Property and car market

The property and motor classes achieved solid growth, notwithstanding the cancellation of specific unprofitable books of business on outsourced platforms. The motor class benefited from the 19% growth reported by direct insurance business, MiWay.

Lambrechts said the underwriting results in the motor and property classes of business improved substantially compared to 2014 on the back of lower claims frequencies and sustained corrective underwriting actions.

The loss ratio was negatively impacted by the catastrophic hail events mainly in February and November 2015, with gross claims amounting to R290 million (2014: R187 million).

International diversification

Santam’s focus on international diversification gained momentum with gross written premium from the rest of Africa (excluding Namibia), India, South-East Asia and China of R1,4 billion (2014: R1,1 billion). Santam Namibia reported gross written premium in excess of R1 billion for the second consecutive year, resulting in total gross written premium outside South Africa increasing to R2,4 billion (2014: R2,1 billion).

Future focus

The group’s focus in 2016 will be to maintain its profitable growth momentum in South Africa and increase its international diversification through the Santam specialist lines and Santam Re.

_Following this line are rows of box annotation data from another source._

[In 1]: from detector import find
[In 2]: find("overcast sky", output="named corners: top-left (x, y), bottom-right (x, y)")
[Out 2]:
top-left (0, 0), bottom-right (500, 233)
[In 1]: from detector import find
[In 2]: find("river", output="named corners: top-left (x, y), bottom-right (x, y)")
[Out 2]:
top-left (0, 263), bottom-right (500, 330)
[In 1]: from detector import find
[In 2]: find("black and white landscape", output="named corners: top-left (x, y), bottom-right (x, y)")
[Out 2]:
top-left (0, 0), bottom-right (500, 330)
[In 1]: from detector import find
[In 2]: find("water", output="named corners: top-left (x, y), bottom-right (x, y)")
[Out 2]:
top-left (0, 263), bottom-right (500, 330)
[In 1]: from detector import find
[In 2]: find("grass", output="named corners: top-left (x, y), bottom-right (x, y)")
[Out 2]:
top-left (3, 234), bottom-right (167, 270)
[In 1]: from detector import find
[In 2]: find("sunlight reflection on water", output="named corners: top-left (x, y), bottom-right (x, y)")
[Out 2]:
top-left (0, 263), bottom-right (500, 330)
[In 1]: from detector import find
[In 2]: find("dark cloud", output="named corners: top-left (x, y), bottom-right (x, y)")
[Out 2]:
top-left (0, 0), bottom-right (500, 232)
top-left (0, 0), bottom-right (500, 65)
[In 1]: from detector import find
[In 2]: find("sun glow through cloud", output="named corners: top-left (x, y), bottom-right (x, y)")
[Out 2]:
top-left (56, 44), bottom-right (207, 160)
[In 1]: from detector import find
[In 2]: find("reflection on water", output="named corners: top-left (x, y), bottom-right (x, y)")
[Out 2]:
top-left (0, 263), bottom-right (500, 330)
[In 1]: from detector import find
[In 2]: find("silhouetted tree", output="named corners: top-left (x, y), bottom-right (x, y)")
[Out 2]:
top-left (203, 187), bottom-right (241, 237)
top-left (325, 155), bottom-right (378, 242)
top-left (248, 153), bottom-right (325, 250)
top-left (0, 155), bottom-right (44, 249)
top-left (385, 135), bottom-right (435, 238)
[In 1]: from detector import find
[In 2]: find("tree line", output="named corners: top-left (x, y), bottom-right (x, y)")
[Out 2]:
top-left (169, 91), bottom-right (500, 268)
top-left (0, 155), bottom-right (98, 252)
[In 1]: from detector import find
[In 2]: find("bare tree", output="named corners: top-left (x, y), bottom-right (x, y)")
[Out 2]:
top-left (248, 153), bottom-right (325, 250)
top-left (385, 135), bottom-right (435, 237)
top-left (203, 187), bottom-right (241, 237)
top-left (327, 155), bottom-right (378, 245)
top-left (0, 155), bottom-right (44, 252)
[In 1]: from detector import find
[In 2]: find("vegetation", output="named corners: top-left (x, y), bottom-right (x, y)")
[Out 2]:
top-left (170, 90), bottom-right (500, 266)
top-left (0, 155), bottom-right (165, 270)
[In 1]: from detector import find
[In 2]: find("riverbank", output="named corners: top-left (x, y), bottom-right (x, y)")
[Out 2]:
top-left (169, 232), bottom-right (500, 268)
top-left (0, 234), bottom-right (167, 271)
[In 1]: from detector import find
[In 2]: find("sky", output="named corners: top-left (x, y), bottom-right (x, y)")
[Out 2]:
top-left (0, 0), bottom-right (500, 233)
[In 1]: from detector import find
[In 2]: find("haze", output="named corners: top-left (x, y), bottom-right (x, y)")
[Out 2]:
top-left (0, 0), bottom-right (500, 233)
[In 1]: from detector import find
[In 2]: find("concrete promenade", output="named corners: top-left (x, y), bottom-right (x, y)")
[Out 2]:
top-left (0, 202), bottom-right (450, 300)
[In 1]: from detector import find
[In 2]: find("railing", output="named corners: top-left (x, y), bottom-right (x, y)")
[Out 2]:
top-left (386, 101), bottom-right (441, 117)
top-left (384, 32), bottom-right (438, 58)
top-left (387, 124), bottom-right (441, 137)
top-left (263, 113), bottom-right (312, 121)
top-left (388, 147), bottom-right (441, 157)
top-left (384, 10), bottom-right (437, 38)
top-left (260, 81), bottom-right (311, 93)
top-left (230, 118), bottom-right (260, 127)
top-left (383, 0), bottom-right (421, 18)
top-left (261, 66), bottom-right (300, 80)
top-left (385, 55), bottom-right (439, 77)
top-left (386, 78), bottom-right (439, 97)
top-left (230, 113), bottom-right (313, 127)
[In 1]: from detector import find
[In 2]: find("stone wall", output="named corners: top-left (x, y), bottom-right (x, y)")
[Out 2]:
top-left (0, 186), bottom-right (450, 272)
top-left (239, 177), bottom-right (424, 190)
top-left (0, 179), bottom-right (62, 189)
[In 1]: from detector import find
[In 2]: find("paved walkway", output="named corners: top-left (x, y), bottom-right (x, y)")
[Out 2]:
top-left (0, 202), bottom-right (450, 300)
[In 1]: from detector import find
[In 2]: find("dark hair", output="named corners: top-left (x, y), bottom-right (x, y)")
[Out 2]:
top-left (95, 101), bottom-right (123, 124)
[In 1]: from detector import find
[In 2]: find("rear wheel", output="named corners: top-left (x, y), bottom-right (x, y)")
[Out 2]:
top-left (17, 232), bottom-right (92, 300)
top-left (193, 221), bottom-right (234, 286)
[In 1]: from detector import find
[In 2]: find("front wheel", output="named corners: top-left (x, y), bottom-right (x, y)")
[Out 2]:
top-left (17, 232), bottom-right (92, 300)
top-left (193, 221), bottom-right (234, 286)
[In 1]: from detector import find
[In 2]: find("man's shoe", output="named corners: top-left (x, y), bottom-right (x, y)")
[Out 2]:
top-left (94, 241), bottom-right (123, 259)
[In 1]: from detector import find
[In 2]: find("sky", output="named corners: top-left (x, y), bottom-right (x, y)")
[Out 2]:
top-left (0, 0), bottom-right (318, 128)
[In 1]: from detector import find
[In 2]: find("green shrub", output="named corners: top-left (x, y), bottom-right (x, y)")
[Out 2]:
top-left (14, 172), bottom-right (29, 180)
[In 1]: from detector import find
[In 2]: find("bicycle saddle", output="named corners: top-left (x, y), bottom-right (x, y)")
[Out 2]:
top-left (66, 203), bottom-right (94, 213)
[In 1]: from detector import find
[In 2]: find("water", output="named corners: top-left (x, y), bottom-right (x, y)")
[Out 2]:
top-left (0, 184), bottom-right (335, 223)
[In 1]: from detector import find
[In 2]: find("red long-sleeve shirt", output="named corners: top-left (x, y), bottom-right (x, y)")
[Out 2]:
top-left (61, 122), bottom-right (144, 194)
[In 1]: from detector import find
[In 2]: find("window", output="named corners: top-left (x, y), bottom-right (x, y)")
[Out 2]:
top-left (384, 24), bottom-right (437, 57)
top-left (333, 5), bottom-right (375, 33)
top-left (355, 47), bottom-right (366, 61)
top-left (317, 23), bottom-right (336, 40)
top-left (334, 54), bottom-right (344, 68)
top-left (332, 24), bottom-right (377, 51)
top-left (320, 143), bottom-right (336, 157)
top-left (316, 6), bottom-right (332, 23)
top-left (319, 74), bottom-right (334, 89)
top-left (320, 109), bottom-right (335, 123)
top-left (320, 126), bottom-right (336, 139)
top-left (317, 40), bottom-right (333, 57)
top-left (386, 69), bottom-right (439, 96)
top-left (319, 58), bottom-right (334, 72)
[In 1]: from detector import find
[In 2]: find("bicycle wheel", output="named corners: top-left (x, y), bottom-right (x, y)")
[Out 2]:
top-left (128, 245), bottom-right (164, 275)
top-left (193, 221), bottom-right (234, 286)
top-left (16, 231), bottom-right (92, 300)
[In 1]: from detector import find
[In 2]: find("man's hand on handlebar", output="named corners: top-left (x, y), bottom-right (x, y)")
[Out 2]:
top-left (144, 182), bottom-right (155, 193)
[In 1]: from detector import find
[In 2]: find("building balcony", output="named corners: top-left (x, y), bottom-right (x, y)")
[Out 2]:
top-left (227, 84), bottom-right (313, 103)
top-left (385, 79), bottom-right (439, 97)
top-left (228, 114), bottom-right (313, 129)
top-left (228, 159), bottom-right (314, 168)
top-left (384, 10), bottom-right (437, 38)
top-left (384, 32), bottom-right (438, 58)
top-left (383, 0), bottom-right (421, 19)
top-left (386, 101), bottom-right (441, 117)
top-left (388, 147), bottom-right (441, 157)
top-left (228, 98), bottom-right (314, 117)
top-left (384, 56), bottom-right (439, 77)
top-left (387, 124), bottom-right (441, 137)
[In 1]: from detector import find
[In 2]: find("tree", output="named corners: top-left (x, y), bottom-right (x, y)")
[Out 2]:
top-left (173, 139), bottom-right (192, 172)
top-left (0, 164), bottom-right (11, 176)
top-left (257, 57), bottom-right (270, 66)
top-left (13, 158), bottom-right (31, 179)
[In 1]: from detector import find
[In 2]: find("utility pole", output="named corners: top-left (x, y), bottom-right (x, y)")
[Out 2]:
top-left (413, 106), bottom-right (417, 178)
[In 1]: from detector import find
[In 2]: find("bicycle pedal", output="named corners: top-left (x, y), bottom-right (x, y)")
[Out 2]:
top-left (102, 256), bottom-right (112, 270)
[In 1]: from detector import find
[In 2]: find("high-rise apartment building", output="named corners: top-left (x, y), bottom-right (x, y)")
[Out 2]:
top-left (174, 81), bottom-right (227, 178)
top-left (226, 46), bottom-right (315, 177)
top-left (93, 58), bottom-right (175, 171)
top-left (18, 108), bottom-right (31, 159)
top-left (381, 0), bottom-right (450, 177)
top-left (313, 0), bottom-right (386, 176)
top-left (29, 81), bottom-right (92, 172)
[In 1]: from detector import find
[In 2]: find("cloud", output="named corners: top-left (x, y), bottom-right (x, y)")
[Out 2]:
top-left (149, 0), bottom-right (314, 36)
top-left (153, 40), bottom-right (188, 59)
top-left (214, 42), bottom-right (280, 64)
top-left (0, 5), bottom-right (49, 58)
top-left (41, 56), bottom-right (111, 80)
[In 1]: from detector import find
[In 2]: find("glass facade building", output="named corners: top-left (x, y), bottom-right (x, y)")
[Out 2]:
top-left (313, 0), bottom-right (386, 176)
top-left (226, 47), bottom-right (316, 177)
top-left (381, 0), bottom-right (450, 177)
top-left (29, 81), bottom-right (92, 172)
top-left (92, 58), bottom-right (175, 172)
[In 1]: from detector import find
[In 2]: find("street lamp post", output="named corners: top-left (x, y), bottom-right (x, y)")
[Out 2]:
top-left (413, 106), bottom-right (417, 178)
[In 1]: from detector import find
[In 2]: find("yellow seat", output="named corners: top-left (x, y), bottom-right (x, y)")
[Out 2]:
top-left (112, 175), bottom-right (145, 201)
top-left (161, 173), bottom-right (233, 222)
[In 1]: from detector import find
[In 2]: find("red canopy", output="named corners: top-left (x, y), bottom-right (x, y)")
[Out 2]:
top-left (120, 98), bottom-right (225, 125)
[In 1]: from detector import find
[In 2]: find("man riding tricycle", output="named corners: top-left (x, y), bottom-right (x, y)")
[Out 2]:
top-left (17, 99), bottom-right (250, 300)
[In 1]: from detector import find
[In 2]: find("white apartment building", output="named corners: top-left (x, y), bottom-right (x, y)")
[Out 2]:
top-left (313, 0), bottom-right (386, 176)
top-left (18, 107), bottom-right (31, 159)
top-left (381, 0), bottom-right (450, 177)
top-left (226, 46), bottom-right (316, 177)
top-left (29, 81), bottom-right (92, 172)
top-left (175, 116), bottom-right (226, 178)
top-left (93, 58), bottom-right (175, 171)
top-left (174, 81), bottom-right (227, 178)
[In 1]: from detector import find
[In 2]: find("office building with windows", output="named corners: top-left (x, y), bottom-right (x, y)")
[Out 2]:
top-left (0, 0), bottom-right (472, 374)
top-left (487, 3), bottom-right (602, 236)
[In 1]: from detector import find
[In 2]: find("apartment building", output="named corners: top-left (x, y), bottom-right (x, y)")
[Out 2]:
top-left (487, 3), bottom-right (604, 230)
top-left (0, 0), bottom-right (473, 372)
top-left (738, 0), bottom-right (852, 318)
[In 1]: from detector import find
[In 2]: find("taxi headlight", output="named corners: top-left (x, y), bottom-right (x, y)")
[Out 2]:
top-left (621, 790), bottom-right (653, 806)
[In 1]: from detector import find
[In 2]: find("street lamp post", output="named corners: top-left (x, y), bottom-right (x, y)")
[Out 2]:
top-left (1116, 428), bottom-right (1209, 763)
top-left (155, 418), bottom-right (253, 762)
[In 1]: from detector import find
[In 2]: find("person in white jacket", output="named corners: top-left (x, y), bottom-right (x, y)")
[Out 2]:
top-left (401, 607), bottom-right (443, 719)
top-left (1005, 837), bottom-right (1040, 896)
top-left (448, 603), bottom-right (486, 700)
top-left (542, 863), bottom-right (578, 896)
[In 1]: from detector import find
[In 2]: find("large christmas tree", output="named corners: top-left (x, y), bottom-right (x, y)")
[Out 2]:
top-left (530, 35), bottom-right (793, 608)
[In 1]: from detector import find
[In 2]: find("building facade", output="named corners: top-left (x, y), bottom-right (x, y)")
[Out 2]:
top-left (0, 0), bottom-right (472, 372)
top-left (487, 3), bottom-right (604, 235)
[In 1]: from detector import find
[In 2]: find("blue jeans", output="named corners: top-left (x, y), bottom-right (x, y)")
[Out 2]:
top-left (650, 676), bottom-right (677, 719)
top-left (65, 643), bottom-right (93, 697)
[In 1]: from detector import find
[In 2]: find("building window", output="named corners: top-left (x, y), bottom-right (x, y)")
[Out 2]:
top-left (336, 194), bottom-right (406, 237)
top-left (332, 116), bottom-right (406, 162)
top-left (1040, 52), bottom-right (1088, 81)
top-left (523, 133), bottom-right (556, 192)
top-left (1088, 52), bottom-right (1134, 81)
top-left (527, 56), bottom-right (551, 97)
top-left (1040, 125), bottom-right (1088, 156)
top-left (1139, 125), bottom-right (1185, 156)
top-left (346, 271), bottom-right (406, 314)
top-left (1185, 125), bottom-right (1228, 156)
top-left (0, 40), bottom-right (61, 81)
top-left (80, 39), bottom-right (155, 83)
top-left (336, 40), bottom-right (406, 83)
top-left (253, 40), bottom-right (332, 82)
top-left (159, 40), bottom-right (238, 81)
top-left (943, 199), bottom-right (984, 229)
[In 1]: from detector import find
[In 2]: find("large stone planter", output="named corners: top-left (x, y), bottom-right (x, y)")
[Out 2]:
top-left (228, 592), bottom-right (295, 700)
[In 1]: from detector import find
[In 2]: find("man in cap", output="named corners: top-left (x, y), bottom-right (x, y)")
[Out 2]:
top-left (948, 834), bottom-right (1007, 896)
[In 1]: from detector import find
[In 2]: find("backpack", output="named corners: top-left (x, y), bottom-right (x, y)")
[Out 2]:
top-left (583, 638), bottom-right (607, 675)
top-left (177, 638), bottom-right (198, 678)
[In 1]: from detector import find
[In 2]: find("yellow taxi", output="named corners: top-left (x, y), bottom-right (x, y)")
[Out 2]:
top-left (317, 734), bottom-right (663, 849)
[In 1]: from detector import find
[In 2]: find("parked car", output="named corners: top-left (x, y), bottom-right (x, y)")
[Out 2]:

“A strategic focus area will be to support the development of the SEM general insurance businesses in emerging markets by allocating appropriate technical resources. In South Africa, focus areas include growing the business in new segments, developing Santam’s full multichannel capability and enhancing risk assessment,” Lambrechts concluded.

The Santam board has declared a final dividend of 528 cents per share, up 10% on the dividend of 480 cents per share declared on 2 March 2015.